Personal information
- Full name: Amanda Haydee Mondol Cuellar
- Nationality: Colombia
- Born: 10 January 1965 (age 61) Bogotá, Colombia
- Height: 1.67 m (5 ft 5+1⁄2 in)
- Weight: 54 kg (119 lb)

Sport
- Sport: Shooting
- Event(s): 10 m air pistol (AP40) 25 m pistol (SP)
- Club: Target Bogotá
- Coached by: Luis Boduero

Medal record
Representing Colombia
Women's shooting
| Event | 1st | 2nd | 3rd |
| Pan American Games | 0 | 2 | 1 |
| CAC Games | 2 | 2 | 3 |
| South American Games | 0 | 2 | 3 |
| Total | 2 | 6 | 7 |
Pan American Games
| Silver medal – second place | 1995 Mar del Plata | 10 m air pistol team |
| Silver medal – second place | 2003 Santo Domingo | 10 m air pistol |
| Bronze medal – third place | 1991 Havana | 25 m pistol team |
Central American and Caribbean Games
| Gold medal – first place | 2006 Cartagena | 25 m pistol |
| Gold medal – first place | 2010 Mayagüez | 25 m pistol team |
| Silver medal – second place | 2010 Mayagüez | 25 m pistol |
| Silver medal – second place | 2010 Mayagüez | 10 m air pistol team |
| Bronze medal – third place | 2006 Cartagena | 10 m air pistol team |
| Bronze medal – third place | 2014 Veracruz | 10 m air pistol |
| Bronze medal – third place | 2014 Veracruz | 25 m pistol |
South American Games
| Silver medal – second place | 2006 Buenos Aires | 25 m pistol team |
| Silver medal – second place | 2010 Medellín | 25 m pistol |
| Bronze medal – third place | 2010 Medellín | 10 m air pistol |
| Bronze medal – third place | 2010 Medellín | 25 m pistol team |
| Bronze medal – third place | 2018 Cochabamba | 25 m pistol |

= Amanda Mondol =

Colombian sport shooter (born 1965)

Amanda Haydee Mondol Cuellar (born January 10, 1965, in Bogotá) is a Colombian sport shooter. She earned a silver medal in the air pistol at the 2003 Pan American Games in Santo Domingo, Dominican Republic, and was selected to compete for Colombia, as the oldest female athlete (aged 39), at the 2004 Summer Olympics. Mondol is also a full-time member of Target Shooting Club in her native Bogotá, under her personal coach Luis Boduero.
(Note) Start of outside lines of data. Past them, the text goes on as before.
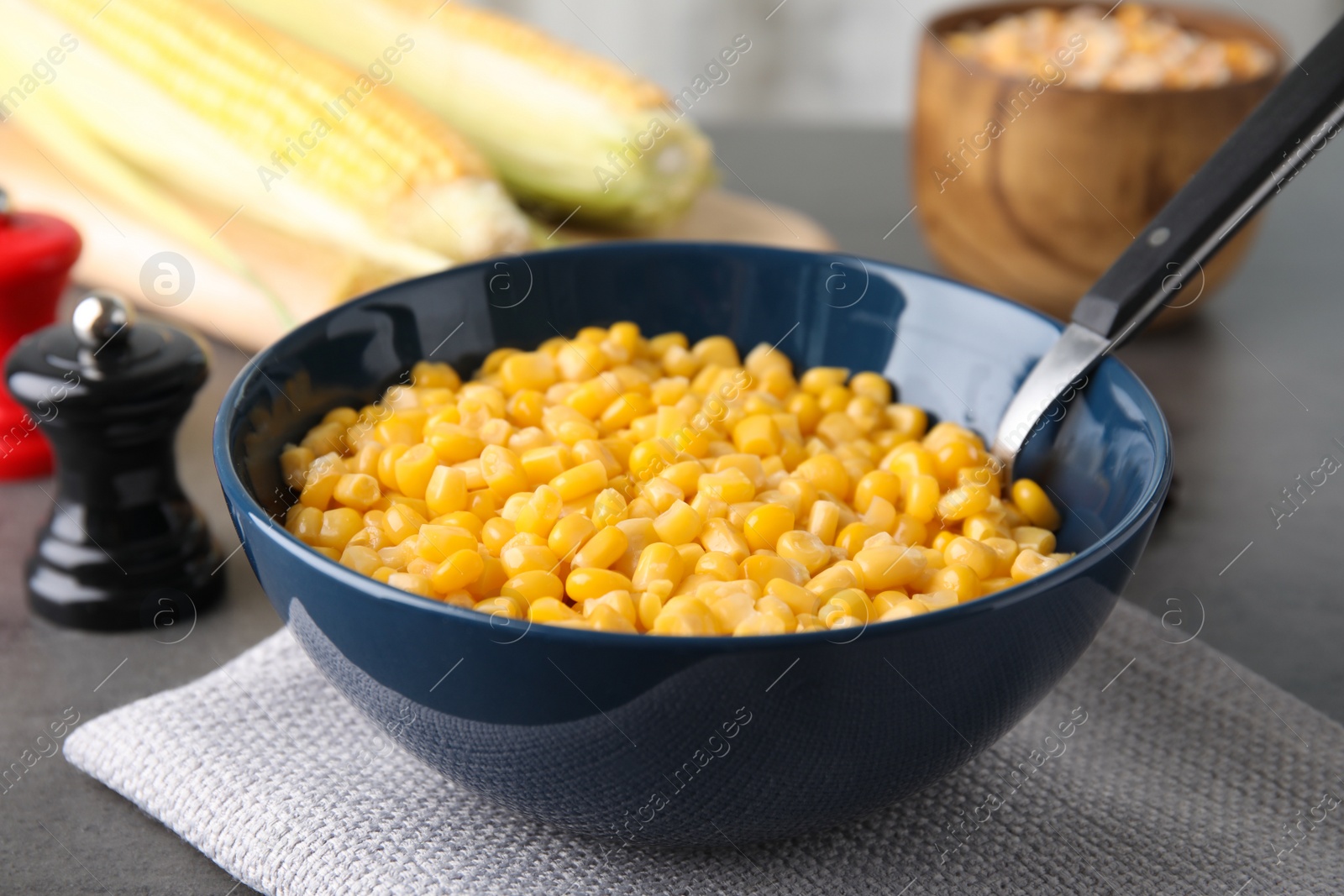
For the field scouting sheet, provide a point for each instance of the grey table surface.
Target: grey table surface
(1252, 391)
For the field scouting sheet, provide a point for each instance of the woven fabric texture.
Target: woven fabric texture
(1182, 773)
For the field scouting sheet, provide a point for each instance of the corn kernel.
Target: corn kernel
(1030, 564)
(981, 559)
(889, 567)
(718, 535)
(1035, 504)
(457, 571)
(1039, 540)
(410, 582)
(659, 562)
(584, 584)
(535, 584)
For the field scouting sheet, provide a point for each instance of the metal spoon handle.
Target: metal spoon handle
(1276, 141)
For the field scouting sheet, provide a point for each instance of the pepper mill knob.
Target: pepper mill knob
(101, 317)
(124, 543)
(35, 255)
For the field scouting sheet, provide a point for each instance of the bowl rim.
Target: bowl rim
(241, 501)
(941, 24)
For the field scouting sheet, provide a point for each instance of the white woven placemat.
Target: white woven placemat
(1189, 775)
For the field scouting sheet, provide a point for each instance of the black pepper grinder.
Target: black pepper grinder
(124, 544)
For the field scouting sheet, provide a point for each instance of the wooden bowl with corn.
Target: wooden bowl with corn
(1046, 136)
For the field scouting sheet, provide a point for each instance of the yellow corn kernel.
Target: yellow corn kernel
(602, 550)
(963, 501)
(942, 540)
(729, 609)
(293, 465)
(889, 567)
(764, 569)
(824, 520)
(584, 584)
(717, 349)
(1035, 506)
(528, 371)
(907, 419)
(660, 493)
(884, 600)
(595, 396)
(339, 527)
(718, 535)
(569, 535)
(410, 582)
(757, 434)
(679, 524)
(612, 613)
(535, 584)
(937, 600)
(504, 606)
(827, 473)
(648, 605)
(799, 600)
(732, 485)
(492, 579)
(1005, 551)
(871, 385)
(304, 523)
(550, 610)
(356, 490)
(401, 521)
(436, 543)
(454, 443)
(496, 533)
(1039, 540)
(503, 470)
(853, 537)
(960, 579)
(526, 558)
(877, 484)
(804, 547)
(447, 490)
(541, 512)
(718, 566)
(761, 624)
(880, 515)
(685, 616)
(457, 571)
(847, 602)
(991, 586)
(609, 508)
(387, 465)
(581, 479)
(981, 559)
(980, 527)
(483, 504)
(659, 562)
(1030, 564)
(765, 524)
(902, 610)
(847, 574)
(360, 559)
(320, 481)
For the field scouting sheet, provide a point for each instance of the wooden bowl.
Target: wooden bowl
(1045, 208)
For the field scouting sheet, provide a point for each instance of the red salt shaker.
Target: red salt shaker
(37, 253)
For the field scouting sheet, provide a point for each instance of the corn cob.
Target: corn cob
(253, 121)
(564, 130)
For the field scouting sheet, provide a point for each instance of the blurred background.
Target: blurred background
(812, 62)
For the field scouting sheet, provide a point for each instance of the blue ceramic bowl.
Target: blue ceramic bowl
(696, 739)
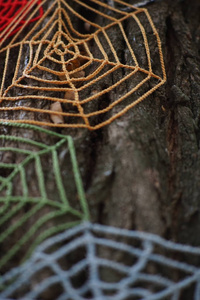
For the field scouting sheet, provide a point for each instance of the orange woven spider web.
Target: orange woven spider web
(56, 60)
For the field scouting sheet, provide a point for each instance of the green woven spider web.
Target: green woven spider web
(27, 218)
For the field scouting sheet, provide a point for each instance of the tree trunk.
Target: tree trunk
(142, 171)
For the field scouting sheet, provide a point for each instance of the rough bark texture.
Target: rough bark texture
(143, 171)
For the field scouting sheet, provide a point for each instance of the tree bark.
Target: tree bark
(142, 171)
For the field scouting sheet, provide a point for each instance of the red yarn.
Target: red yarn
(9, 9)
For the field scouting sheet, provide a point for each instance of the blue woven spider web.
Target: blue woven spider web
(149, 270)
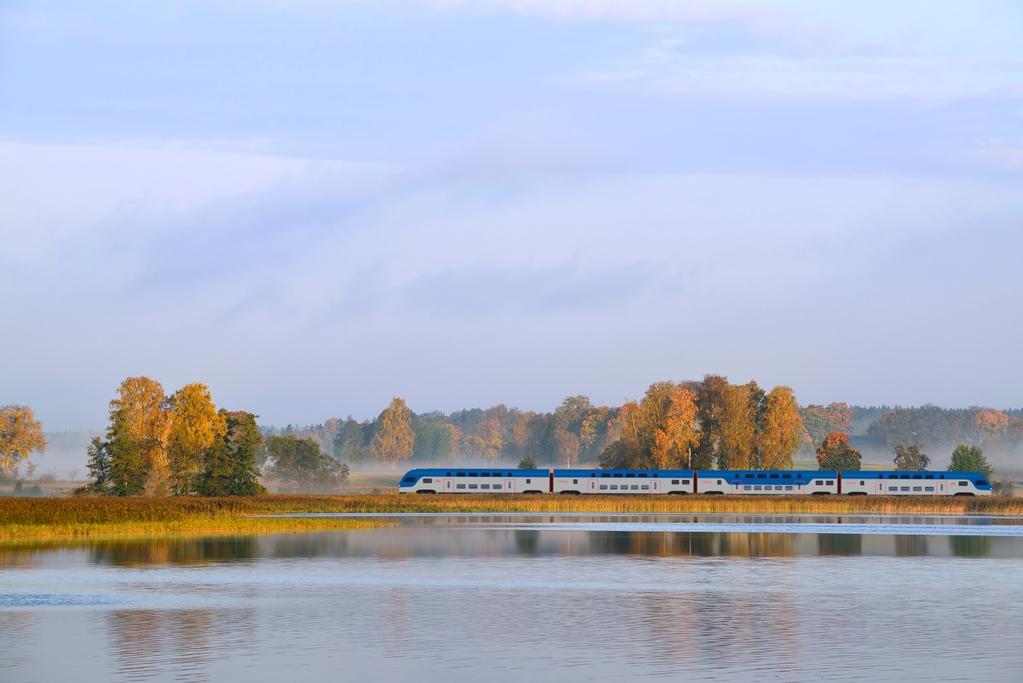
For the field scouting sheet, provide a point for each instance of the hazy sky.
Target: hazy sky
(315, 206)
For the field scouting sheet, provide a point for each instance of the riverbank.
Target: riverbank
(93, 517)
(25, 518)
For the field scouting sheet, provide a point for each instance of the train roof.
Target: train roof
(732, 474)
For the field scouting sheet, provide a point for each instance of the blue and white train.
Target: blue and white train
(719, 482)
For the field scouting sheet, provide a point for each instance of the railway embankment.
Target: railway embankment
(89, 517)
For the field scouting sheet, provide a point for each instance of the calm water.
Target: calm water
(529, 597)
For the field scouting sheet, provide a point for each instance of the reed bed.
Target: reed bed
(92, 516)
(682, 504)
(86, 517)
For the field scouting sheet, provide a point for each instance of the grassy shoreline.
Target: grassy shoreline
(86, 517)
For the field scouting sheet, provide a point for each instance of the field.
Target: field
(78, 517)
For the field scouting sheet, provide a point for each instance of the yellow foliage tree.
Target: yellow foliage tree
(781, 431)
(395, 437)
(195, 426)
(137, 436)
(676, 430)
(20, 434)
(738, 427)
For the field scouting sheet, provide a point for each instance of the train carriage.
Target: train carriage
(711, 482)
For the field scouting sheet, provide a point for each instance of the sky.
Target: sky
(314, 206)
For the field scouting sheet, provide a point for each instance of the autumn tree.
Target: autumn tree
(709, 395)
(395, 437)
(349, 444)
(487, 440)
(910, 458)
(659, 431)
(780, 430)
(835, 453)
(300, 465)
(568, 447)
(737, 418)
(195, 426)
(20, 434)
(627, 450)
(436, 439)
(136, 439)
(821, 420)
(229, 464)
(970, 459)
(675, 428)
(527, 463)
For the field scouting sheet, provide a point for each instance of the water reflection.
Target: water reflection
(446, 536)
(438, 600)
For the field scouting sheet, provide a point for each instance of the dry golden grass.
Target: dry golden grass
(94, 517)
(649, 504)
(120, 517)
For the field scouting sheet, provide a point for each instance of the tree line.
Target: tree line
(183, 445)
(705, 423)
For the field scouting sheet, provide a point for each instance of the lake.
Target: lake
(538, 597)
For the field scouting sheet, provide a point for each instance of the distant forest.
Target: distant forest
(578, 431)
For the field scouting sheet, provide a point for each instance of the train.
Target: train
(706, 482)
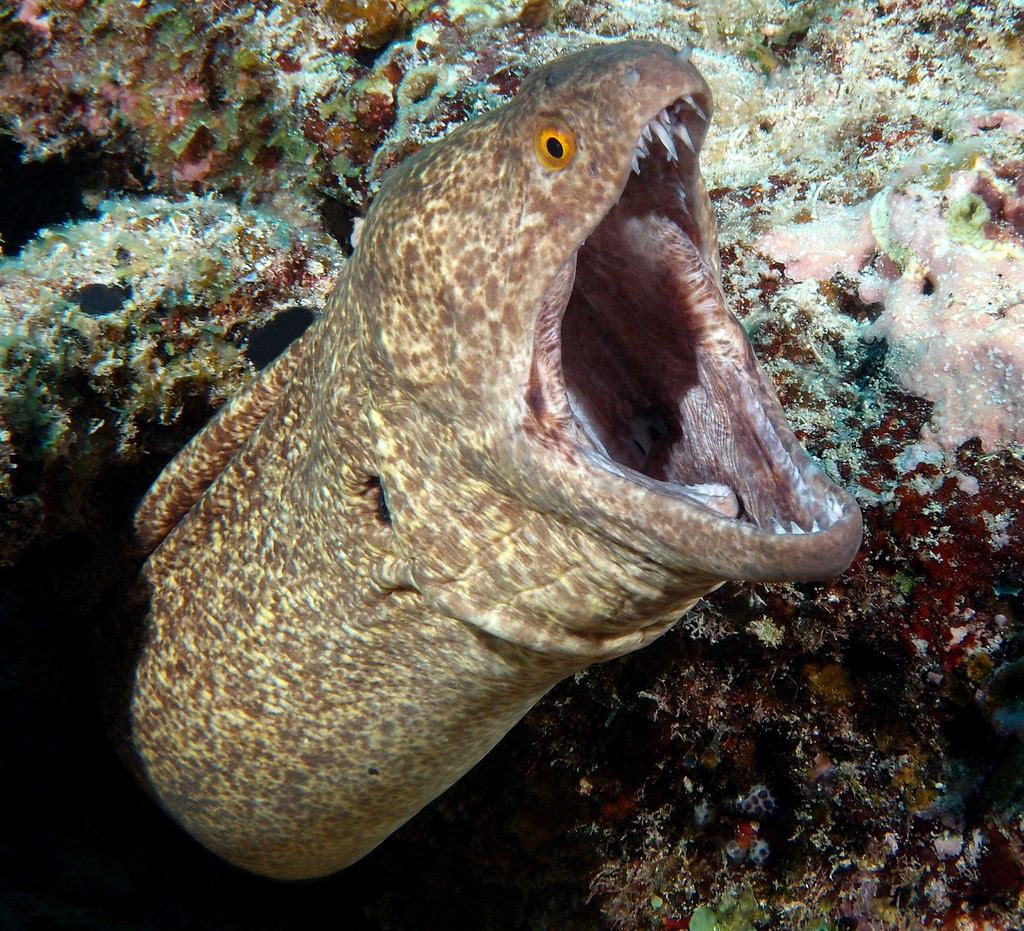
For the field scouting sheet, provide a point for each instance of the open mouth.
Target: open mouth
(646, 370)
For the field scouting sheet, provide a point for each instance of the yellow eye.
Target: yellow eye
(554, 143)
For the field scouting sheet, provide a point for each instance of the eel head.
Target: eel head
(568, 348)
(644, 394)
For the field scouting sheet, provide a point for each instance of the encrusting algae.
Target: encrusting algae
(881, 710)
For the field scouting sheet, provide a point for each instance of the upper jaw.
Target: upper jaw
(643, 380)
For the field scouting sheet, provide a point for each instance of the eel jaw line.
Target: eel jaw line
(643, 370)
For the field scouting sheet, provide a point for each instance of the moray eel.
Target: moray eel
(525, 435)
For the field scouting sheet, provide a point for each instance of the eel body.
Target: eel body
(525, 435)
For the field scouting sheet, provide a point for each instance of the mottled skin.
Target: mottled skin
(316, 666)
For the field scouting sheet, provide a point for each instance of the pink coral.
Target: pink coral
(949, 270)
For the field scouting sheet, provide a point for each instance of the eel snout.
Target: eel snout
(653, 377)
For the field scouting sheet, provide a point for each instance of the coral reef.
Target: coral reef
(111, 326)
(864, 163)
(947, 268)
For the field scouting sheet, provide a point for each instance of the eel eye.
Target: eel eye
(554, 143)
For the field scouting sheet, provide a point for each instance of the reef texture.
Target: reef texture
(116, 325)
(846, 756)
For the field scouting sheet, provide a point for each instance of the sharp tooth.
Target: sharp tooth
(666, 139)
(716, 496)
(680, 130)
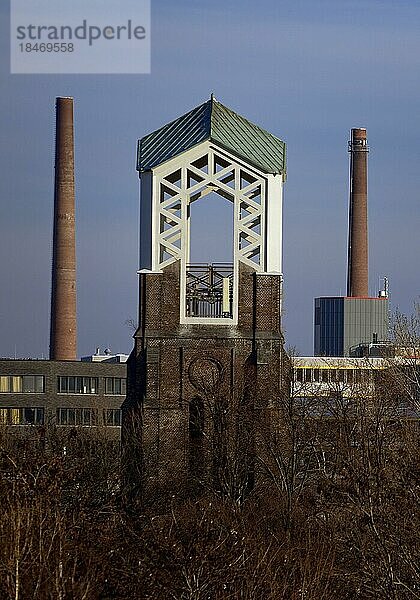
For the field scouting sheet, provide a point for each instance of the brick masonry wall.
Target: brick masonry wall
(230, 368)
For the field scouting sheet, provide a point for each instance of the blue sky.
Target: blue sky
(307, 71)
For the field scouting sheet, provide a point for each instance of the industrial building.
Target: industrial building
(342, 323)
(63, 391)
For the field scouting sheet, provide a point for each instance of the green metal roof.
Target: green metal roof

Mondol qualified for the Colombian squad in pistol shooting at the 2004 Summer Olympics in Athens, by having attained a mandatory Olympic standard of 373 and claiming the silver medal in the air pistol from the 2003 Pan American Games in Santo Domingo, Dominican Republic. Mondol started off her Olympic run by firing 368 points to finish in a thirty-fifth place tie with three other shooters in the 10 m air pistol prelims. On her second event, 25 m pistol, Mondol registered 293 points in three precision series and 284 in the rapid fire stage to accumulate an overall record of 577 and improve her feat with a thirteenth-place effort, narrowly missing out the final round by a three-point shortfall.